I cannot see the Imperials making the Tribunal part of their saints. The Cult is as much their to provide a place of worship for the colonists as it is to convert the natives, so they would likely have a hard time selling this change to their own. As for the Dunmer ancestor worship already has a head start on the Imperial Religion, not only because it was how they use to worship before the Tribunal, but also because the Tribunal essentially just built on top of this, they were still worshiping ancestors in the Tribunal Temple. I highly doubt that Dunmer who have been worshiping their ancestors for ages will simply stop and pick up the religion of the foreigners that having been occupying them. Sure, some will, especially with less fear of being labeled heretics and prosecuted by the Temple Ordinators, but I think almost all will simply revert to the old ways, which is really just doing what they always have done, but instead of worshiping the Tribunal as gods they would be seen as greater ancestors like the Daedra. Because of this the Cult really doesn't stand a chance at converting them, and so I doubt they will risk alienating their own. They will simply keep it as is, and eventually hope to over come the native worship because there might be a lack of organization to it now.
I'm sure there were several Dunmer in the Imperial City during the Apotheosis of Martin Septim.
It's not an unrealistic stretch to assume they bring the "good news" back to Vvardenfell. The news would spread there over time naturally even if no Dunmer from Morrowind were present. (I'm sure considering the size of Imperial City that some citizen of the Empire who witnessed it would eventually travel to Morrowind and tell the tale.)

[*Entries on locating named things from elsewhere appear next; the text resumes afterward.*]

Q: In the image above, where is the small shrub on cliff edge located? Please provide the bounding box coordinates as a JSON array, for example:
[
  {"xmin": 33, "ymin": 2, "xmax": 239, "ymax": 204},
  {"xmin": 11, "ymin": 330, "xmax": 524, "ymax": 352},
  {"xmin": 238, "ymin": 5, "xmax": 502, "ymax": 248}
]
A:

The whole thing about the Tribunal being used as Church Saints by proselytizers in Morrowind is a bit of a stretch, I know, but it's not entirely impossible that certain chaplains and preachers representing the Church would try to at least draw some moral parallels between the Tribunal and the Saints of the Nine Divines. It's a very common real-life tactic for gaining converts. Christianity, one of the major world religions, borrowed many, many symbols, rituals, holidays and yes even Saints and Patriarch figures from previous popular "pagan" religions. If a Church is in the business of gaining converts and spreading its influence, and I have no reason to assume the Nine Divines Church is any different, then it would be most fruitful for them to appeal to pre-existing Dunmer culture in any way that doesn't overtly conflict with the basic beliefs of the Church.